Switchport Mode Access

Mjeffe10Mjeffe10 ■□□□□□□□□□ Posts: 2Registered Users ■□□□□□□□□□
Hey everyone,

I am self studying for my CCNA (taking the two test route) and I have a quick question. Is it required to use the switchport mode access port command on a port? From what I am reading in my CCNA book, all ports by default are access ports for vlan 1. So if i did use the switchport access vlan 2 command (sorry I am trying to practice while I type) on int fa0/2, wouldn't it still be an access port? Do I need to use the switchport mode access command as well?

Thanks for the help.



  • anuragaks10anuragaks10 ■■□□□□□□□□ Posts: 60Member ■■□□□□□□□□
    Using "switchport access vlan 2" on Interface Fa0/2 will assign that interface to vlan 2.
    "switchport mode access" on Interface Fa0/2 will make it an 'access port'

    It is required to use the "switchport mode access" command on some switches , as I have seen that some switches have interfaces in a 'dynamic desirable' mode by default, which basically means that 'it desires to be in a trunk state'.

    So, my advice - Assign it manually :)
    A smooth sea never made a skilled sailor
  • gorebrushgorebrush Posts: 2,741Member
    Not sure what book you are reading, but for some switches - this is not the default command - so in my opinion it is always best to hard code ports that you *know* are going to be access and those that are trunks.

    On a Cisco 3550 for example, the poer default is switchport dynamic desirable - which is a pretty horrible default. As anuragaks above points out - it actively tries to negotiate a trunk port with what ever device is on the other end of the CAT5 cable out that port.

    This is a potentially massive security hole, because you could get some unsavoury person who can get their PC to negotiate a trunk, and if successful - they now at least have L2 access to all of the VLANs that have been configured...

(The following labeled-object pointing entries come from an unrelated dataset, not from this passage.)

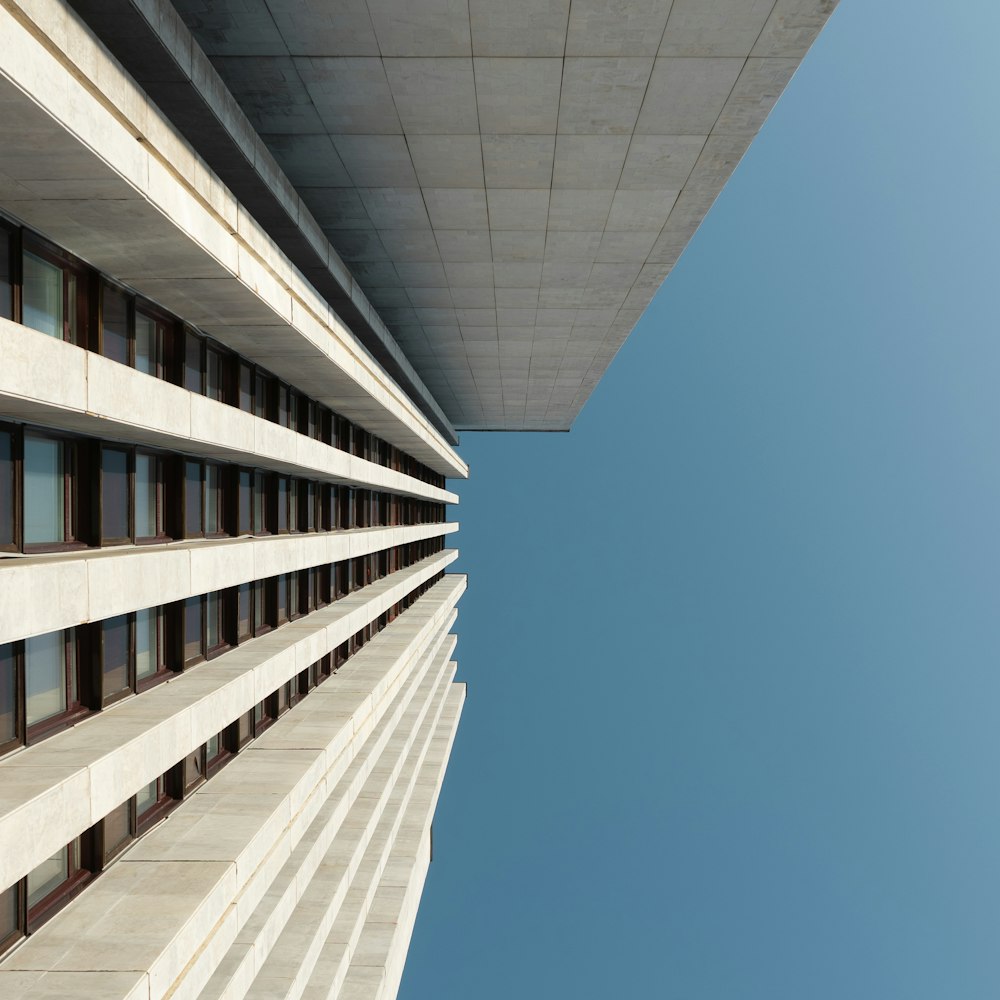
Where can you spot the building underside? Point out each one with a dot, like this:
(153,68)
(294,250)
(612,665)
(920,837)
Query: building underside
(260,261)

    And yes, you should use both the

    switchport mode access
    switchport access vlan xx

    commands together :)
  • Mjeffe10Mjeffe10 ■□□□□□□□□□ Posts: 2Registered Users ■□□□□□□□□□
    Thanks. I appreciated the help. The fact that not all ports on switches are defaulted to be access ports is new information. In that case, it does make sense to make all ports that are known to be access ports, manually configured to only be access ports. Thanks again.
  • theodoxatheodoxa Posts: 1,340Member
    If you connect a switchport to a host device (non-trunking), it should function as an Access Port by default (VLAN 1), but if you connect it to another switch or a host device that supports 802.1Q trunking, there is a chance the 2 ends could negotiate a trunk. This can open your network up to attacks where a person connects a laptop and negotiates a trunk with the switch, allowing them to potentially access other VLANs, and/or launch attacks using STP, VTP, etc...
    Security: CCNA [ ]
    Virtualization: VCA-DCV [ ]
  • HeeroHeero Posts: 486Member
    Cisco has their dynamic trunking protocol (DTP) where basically, the port will communicate with the other port it is plugged into to determine whether or not to run as access mode, or as trunk mode. "Switchport mode access" sets the port to run ONLY as an access port. "Switchport mode trunk" sets the port to ONLY run as a trunk port. Also, there is the "switchport nonegotiate" command which will completely disable DTP.

    The "switchport access vlan [VLAN-ID]" command tells the port to use that VLAN as the access vlan IF the port is currently operating as an access port. So if the port is set to trunk mode, this command would have no effect until you turned it back to access mode.